Windows Identity Foundation SDK
[Starting with the .NET Framework 4.5, Windows Identity Foundation (WIF) has been fully integrated into the .NET Framework. The version of WIF addressed by this topic, WIF 3.5, is deprecated and should only be used when developing against the .NET Framework 3.5 SP1 or the .NET Framework 4. For more information about WIF in the .NET Framework 4.5, also known as WIF 4.5, see the Windows Identity Foundation documentation in the .NET Framework 4.5 Development Guide.]
The Windows Identity Foundation (WIF) Software Development Kit (SDK) should be used with the following considerations.
WIF SDK Considerations
Note
If you are looking for information on the SharePoint extensions, see Microsoft Federation Extensions for SharePoint 3.0
Please note the following considerations as you prepare to use the WIF SDK.
Side by Side Installation
If you try to install the WIF SDK on a computer that has both .NET Framework 3.5 and 4 installed, you may run into the following situation:
On Windows Server 2003, if the WIF SDK for .NET Framework 3.5 is installed, the samples involving ASP.Net may fail with a RequestValidation error.
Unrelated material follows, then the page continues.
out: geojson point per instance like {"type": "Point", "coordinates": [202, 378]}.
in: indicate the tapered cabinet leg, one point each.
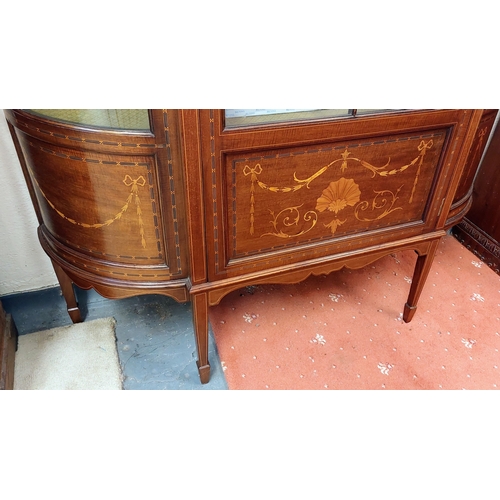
{"type": "Point", "coordinates": [422, 268]}
{"type": "Point", "coordinates": [200, 320]}
{"type": "Point", "coordinates": [68, 294]}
This is because IIS will default the framework version to .NET Framework 4 when .NET Framework 4 is installed.
On Vista/Windows Server 2008/Windows 7/Windows Server 2008 R2, if both the WIF SDK for .NET Framework 3.5 and WIF SDK for .NET Framework 4 are installed, and SamplePreReqSetup.bat from both SDK are run, then only the samples from the last-installed SDK will work.
This is because SamplePreReqSetup.bat creates an application pool, WifSample, for use with the samples, and the SamplePreReqSetup for the different SDKs set different framework versions on the application pool. For example, SamplePreRequSetup.bat from the .NET Framework 3.5 SDK sets the framework version to 2.0, while the SamplePreReqSetup.bat from the .NET Framework 4 SDK sets the framework version to 4. Since the application pool name is the same for both SDKs, whichever SamplePreReqSetup.bat that is run last prevails in setting the framework version for the WifSample application pool.
If customers decide to try both samples on the same computer, they need to re-run SamplePreReqSetup.bat for whichever sample set they want to run.
On Vista/Windows Server 2008/Windows 7/Windows Server 2008 R2, if both WIF SDK for .NET Framework 3.5 and WIF SDK for .NET Framework 4 are installed, and customers are trying to run the same sample from WIF SDK for .NET Framework 3.5 and WIF SDK for .NET Framework 4 for comparison, running setup.bat may fail for the second sample.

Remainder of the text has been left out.